Penulis: Media Indonesia Pada: Selasa 25 Februari 2020, 05:05 WIB Editorial MI
 

PEMASALAHAN banjir di Ibu Kota sudah menyentuh kedaruratan. Sebagian warga Ibu 
Kota kini mengalami banjir yang bukan lagi lima tahun sekali atau setahun 
sekali. Belum juga bulan kedua berakhir, sejak awal tahun ini beberapa wilayah 
di DKI Jakarta diterpa banjir hingga tujuh kali.

Setiap hujan deras mengguyur semalaman sudah hampir dipastikan bakal ada 
wilayah yang kebanjiran. Saking seringnya, barangkali warga sudah terbiasa 
untuk terjaga sepanjang durasi hujan. Dengan begitu, mereka sudah tidak kaget 
lagi saat air tiba-tiba masuk ke rumah hingga setinggi tempat tidur.

Tidak kaget lagi bukan berarti tidak terganggu. Banjir membuat aktivitas 
sehari-hari warga terhambat, aset terendam air, dan timbul kesibukan ekstra 
untuk bersih-bersih rumah setelah air surut.

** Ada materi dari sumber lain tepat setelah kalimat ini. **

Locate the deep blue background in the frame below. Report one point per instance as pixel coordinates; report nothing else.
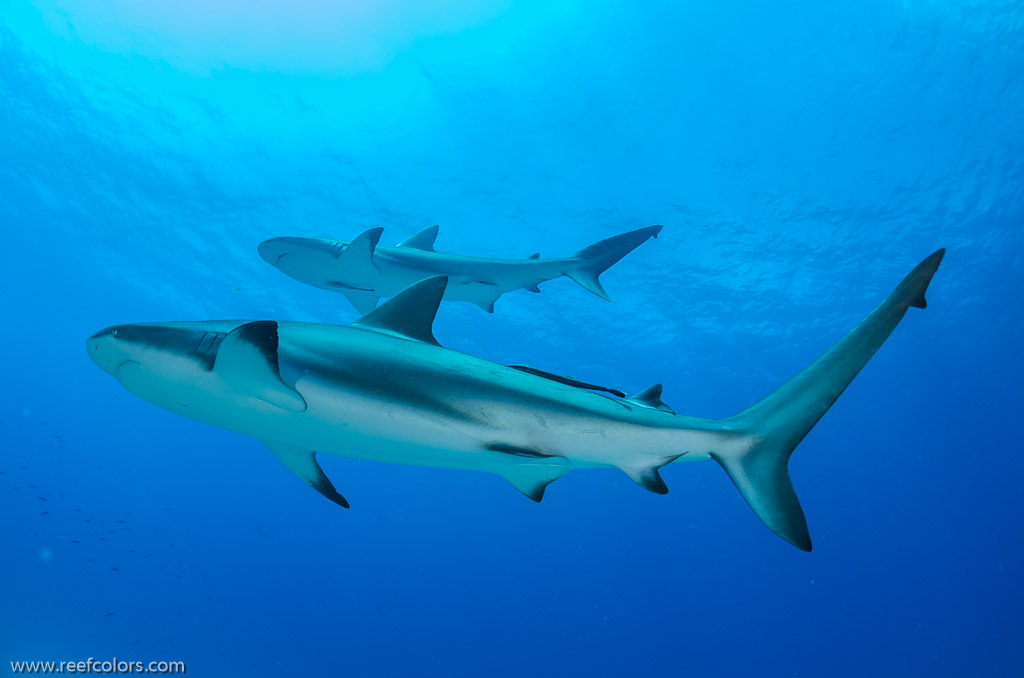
(803, 158)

Kekerapan banjir merupakan salah satu indikasi Pemprov DKI Jakarta lebih banyak 
bersikap reaktif ketimbang preventif. Langkah-langkah yang diambil hanya untuk 
mengatasi dampak banjir. Alih-alih menuntaskan persoalan agar banjir tidak 
menerpa kembali, Pemprov DKI hanya mengadakan toa untuk meneriakkan peringatan 
bagi warga bahwa banjir akan datang.

Menyalahkan kondisi di hulu juga menjadi lagu usang. Terbukti, hanya oleh hujan 
lokal, banjir lagi-lagi bertandang ke wilayah Ibu Kota. Sungguh malas mencari 
akar masalah di kandang sendiri.

Coba tengok underpass Kemayoran. Sejak banjir besar awal tahun, setidaknya 
sudah empat kali terowongan itu tergenang banjir.

Ketinggian air kurang lebih sama hingga tidak bisa dilewati kendaraan.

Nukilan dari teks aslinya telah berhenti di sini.